The level of personalization Emily and I have created in our classroom is making me reflect constantly (hence this blog). It fills me with wonder, how much our students can experience and grow. It’s awe-inspiring, and I get so much more insight into their thought process, and I learn so much from them.
Once in a while though, because it’s evolving in what feels like a lightning quickness, I have doubts.
Here’s what happened today. It’s our email day, and we wanted to have students share their work on their yearlong “Expert Author” project. We’ve built the project through the lens and theme of “We’re all becoming better thinkers, readers, and writers.”
They’ve fully bought into this and daily self-reflection is a huge part of this.
Today, we showed them the rough draft of their final “showing” of what they’ve learned and where they are and where they’re going.
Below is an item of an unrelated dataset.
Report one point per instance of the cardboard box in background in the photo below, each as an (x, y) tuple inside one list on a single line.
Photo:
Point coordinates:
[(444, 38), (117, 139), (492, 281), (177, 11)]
It was purposefully very open, as daily class is, and we knew some of them would want more structure. As always, we wanted them to grapple first. We knew some of them wouldn’t like it.
One of my students approached me, agonizing over how he could possibly make a movie (one of the suggested platforms) showcasing his growth. I gave him a couple of broad ideas. He got more confused. I told him not to use a video platform if he didn’t have a vision for that. He repeated his concern and wanted to be told how he could do it. He wanted it to make sense. I told him it didn’t need to make sense right now. I heard my words. I saw his struggle. I knew he hated my answers.
I stayed firm. If we’re going to meet students where they are, then we can’t make everything make sense. It should not. If learning is personalized, it looks different for everyone. That means a movie makes perfect sense to someone and no sense to someone else.
I told him if he thought about it and couldn’t figure out how, that he should think of another platform. I sent him away.
My heart constricted. I thought about talking to him at the end of class and trying to reassure him that it was okay that a movie made no sense to him.
Two minutes later, he approached me, a calm and satisfied expression on his face. “I’m going to make a website. A movie needs a theme, and I don’t have a theme yet. With a website, I can showcase all the ways I’ve grown as a writer and reader.”
He sauntered away.
My heart constricted in a good way. Wow. Just wow. He barely grappled with it, and he came to an amazing wisdom and truth. A knowledge I could not give him. He had to make the meaning himself.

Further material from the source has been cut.